Personal information
- Full name: Michel Natan Felix Augusto
- Born: 9 November 2004 (age 21) Bastos, São Paulo
- Occupation: Judoka
- Height: 1.62 m (5 ft 4 in)

Sport
- Country: Brazil
- Sport: Judo
- Weight class: ‍–‍60 kg

Achievements and titles
- Olympic Games: R16 (2024)
- World Champ.: 5th (2025)
- Pan American Champ.: (2024, 2025)
- Highest world ranking: 2^{nd}

Medal record
Men's judo
Representing Brazil
Pan American Games
| Gold medal – first place | 2023 Santiago | ‍–‍60 kg |
Pan American Championships
| Gold medal – first place | 2024 Rio de Janeiro | ‍–‍60 kg |
| Gold medal – first place | 2025 Santiago | ‍–‍60 kg |
| Bronze medal – third place | 2023 Calgary | ‍–‍60 kg |
IJF Grand Slam
| Silver medal – second place | 2025 Tbilisi | ‍–‍60 kg |
| Bronze medal – third place | 2026 Lausanne | ‍–‍60 kg |
IJF Grand Prix
| Gold medal – first place | 2026 Lima | ‍–‍60 kg |
| Silver medal – second place | 2024 Odivelas | ‍–‍60 kg |
| Silver medal – second place | 2025 Guadalajara | ‍–‍60 kg |
| Bronze medal – third place | 2023 Perth | ‍–‍60 kg |
| Bronze medal – third place | 2025 Linz | ‍–‍60 kg |
Pan American Junior Championships
| Gold medal – first place | 2023 Calgary | ‍–‍60 kg |
South American Games
| Bronze medal – third place | 2022 Asunción | ‍–‍60 kg |

Profile at external databases
- IJF: 52732
- JudoInside.com: 138158

= Michel Augusto =

Brazilian judoka (born 2004)

Michel Natan Felix Augusto (born 9 November 2004 in Bastos) is a Brazilian judoka.

==Career==

Augusto started training judo at the age of 6, in 2009, at the Bastos Judo Association.

At the 2022 South American Games held in Asunción, Paraguay, Augusto won a bronze medal in the 60 kg category.

At the age of 18, Augusto won a bronze medal at the 2023 Pan American-Oceania Judo Championships held in Calgary.

At the 2023 Pan American Games, Augusto won his biggest title, obtaining the gold medal in the 60 kg category.

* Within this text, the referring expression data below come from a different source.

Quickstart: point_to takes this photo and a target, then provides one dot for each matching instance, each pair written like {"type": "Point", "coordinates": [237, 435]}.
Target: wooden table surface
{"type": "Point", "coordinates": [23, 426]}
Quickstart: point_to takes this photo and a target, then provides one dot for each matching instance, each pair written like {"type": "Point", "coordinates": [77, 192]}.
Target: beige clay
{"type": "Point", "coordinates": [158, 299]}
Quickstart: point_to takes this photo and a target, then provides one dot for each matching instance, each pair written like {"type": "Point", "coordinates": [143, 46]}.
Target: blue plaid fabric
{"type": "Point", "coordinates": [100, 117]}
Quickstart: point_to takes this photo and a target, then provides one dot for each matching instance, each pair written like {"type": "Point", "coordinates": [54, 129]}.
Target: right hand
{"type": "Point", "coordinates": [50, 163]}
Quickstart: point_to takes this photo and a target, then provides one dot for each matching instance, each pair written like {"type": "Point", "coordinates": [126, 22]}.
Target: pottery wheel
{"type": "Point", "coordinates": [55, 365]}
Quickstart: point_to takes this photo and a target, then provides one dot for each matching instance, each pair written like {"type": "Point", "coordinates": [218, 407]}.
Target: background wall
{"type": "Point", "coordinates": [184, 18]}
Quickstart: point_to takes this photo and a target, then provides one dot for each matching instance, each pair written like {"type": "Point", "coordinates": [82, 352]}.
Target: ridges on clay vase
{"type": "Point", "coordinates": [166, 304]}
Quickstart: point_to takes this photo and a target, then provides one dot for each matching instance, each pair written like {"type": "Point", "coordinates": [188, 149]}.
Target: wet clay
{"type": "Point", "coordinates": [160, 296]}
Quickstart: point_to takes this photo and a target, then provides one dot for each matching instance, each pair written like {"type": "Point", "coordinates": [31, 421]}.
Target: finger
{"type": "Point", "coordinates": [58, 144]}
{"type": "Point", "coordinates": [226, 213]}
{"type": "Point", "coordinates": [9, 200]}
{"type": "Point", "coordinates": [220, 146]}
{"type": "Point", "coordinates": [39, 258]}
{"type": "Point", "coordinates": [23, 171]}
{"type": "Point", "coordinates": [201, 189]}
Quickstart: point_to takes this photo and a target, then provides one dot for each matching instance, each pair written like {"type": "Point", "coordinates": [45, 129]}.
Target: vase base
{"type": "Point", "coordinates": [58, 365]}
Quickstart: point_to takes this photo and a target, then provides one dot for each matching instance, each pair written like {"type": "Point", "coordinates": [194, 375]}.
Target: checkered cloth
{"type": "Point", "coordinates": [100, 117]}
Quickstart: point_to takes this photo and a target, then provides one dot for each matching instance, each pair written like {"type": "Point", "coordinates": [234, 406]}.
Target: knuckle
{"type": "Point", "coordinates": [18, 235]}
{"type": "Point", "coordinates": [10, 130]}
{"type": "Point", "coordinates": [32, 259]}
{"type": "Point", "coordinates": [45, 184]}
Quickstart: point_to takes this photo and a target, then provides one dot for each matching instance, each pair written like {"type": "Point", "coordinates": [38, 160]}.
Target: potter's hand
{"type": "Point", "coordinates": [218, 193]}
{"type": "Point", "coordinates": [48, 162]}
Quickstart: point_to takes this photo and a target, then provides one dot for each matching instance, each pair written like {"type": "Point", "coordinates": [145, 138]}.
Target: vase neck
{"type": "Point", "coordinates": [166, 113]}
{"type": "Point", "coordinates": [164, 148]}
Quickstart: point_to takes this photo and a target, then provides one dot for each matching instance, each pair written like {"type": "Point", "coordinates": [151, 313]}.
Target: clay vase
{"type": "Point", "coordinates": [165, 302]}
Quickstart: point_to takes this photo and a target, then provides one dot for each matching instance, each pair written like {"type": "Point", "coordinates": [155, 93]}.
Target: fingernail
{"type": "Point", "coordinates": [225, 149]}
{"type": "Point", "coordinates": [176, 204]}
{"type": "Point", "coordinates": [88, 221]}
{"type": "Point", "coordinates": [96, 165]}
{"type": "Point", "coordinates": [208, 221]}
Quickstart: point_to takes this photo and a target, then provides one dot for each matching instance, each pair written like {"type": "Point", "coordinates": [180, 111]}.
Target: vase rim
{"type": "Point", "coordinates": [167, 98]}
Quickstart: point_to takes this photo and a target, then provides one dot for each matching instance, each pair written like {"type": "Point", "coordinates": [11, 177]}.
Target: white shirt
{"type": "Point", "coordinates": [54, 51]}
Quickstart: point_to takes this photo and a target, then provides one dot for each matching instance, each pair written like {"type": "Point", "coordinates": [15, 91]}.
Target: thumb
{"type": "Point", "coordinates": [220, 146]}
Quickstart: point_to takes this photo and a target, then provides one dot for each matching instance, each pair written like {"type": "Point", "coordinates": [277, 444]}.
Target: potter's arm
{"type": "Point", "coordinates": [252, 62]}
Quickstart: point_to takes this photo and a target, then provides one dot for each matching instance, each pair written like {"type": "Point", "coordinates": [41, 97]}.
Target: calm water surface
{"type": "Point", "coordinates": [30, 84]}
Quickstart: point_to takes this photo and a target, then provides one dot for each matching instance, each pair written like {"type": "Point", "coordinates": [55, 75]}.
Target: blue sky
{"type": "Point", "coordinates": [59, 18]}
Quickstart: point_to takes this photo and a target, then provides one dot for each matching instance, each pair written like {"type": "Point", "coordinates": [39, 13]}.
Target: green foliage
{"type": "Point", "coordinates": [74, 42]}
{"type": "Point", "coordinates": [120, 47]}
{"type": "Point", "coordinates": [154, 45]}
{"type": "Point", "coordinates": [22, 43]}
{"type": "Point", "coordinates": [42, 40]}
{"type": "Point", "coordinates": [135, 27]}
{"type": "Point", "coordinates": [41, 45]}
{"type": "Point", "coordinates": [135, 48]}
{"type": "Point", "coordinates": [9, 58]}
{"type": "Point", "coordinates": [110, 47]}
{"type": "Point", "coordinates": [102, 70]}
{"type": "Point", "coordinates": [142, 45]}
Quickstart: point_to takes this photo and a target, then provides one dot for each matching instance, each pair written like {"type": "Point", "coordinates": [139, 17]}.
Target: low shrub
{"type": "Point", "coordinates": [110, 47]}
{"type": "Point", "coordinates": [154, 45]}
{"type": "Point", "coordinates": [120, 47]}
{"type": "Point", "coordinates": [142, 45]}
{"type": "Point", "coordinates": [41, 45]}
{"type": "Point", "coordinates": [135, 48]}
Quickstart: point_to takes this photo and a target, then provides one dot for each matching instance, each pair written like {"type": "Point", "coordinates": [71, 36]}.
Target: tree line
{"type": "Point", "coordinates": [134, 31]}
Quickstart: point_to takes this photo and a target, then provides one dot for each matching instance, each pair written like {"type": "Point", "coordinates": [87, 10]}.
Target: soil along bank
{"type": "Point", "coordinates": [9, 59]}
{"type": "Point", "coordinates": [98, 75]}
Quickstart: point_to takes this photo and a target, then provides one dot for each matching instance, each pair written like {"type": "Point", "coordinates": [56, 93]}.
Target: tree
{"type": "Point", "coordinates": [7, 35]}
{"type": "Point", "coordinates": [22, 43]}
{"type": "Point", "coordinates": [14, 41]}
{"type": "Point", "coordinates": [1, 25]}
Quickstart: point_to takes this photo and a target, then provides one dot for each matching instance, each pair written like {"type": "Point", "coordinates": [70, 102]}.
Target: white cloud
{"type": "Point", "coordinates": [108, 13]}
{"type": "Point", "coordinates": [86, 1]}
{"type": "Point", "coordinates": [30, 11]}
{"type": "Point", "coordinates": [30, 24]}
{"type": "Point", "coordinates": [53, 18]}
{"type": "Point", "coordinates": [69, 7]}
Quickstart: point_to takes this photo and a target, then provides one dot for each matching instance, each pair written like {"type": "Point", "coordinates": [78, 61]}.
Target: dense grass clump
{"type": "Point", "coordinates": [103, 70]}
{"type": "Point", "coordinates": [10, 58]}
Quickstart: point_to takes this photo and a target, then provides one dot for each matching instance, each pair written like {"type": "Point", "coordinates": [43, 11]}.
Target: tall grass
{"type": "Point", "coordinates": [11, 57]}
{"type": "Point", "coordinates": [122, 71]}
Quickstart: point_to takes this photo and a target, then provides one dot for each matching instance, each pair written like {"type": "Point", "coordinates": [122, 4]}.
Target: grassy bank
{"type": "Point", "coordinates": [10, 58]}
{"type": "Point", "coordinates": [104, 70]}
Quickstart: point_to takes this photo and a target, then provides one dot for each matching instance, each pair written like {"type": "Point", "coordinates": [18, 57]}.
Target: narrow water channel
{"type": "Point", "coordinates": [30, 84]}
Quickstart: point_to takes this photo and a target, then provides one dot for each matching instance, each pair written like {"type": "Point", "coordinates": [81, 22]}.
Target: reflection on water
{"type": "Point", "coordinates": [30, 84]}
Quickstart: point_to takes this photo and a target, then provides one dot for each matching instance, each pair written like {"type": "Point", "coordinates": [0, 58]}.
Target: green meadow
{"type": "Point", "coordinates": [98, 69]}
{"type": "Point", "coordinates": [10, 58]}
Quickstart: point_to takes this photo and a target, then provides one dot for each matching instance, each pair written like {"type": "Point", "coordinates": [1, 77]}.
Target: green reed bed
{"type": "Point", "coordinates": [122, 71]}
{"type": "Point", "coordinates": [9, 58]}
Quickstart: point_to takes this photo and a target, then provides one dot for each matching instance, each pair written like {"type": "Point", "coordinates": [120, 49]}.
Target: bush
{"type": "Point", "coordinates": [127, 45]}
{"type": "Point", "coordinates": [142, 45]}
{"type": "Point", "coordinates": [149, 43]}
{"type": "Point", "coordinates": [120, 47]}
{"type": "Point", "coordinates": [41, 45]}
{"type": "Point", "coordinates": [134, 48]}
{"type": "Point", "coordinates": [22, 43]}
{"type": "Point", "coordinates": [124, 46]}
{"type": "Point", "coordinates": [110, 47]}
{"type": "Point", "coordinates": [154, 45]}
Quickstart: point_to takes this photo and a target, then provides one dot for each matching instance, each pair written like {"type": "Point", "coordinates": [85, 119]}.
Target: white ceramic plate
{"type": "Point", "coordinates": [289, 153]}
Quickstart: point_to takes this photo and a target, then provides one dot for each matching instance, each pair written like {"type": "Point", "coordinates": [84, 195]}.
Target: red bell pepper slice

At the 2024 Pan American-Oceania Judo Championships held in Rio de Janeiro, he obtained his first title in this championship, winning the gold medal.

At the 2024 World Judo Championships, he won two fights (in one of them, defeating the last European champion, Balabay Aghaye (5th in the world)), thus reaching the round of 16, and guaranteeing his qualification for the 2024 Olympic Games.

At the 2024 Olympic Games in Paris, he won his first fight before being eliminated by Japanese Ryuju Nagayama in the round of 16. He returned shortly after his elimination, and thus did not stay for the dispute of teams.

In March 2025 he won the silver medal at 2025 Judo Grand Slam Tbilisi.

At the 2025 Pan American-Oceania Judo Championships, he won the gold medal, obtaining his second title in a row in this tournament.

At the age of 20, participating in the 2025 World Judo Championships, he came close to winning a medal. Augusto reached the semi-finals, losing to the eventual champion of the tournament Ryuju Nagayama. In the dispute for the bronze medal, he suffered an injury (an ankle sprain) and lost the fight due to excessive shidos (punishments), finishing in 5th place.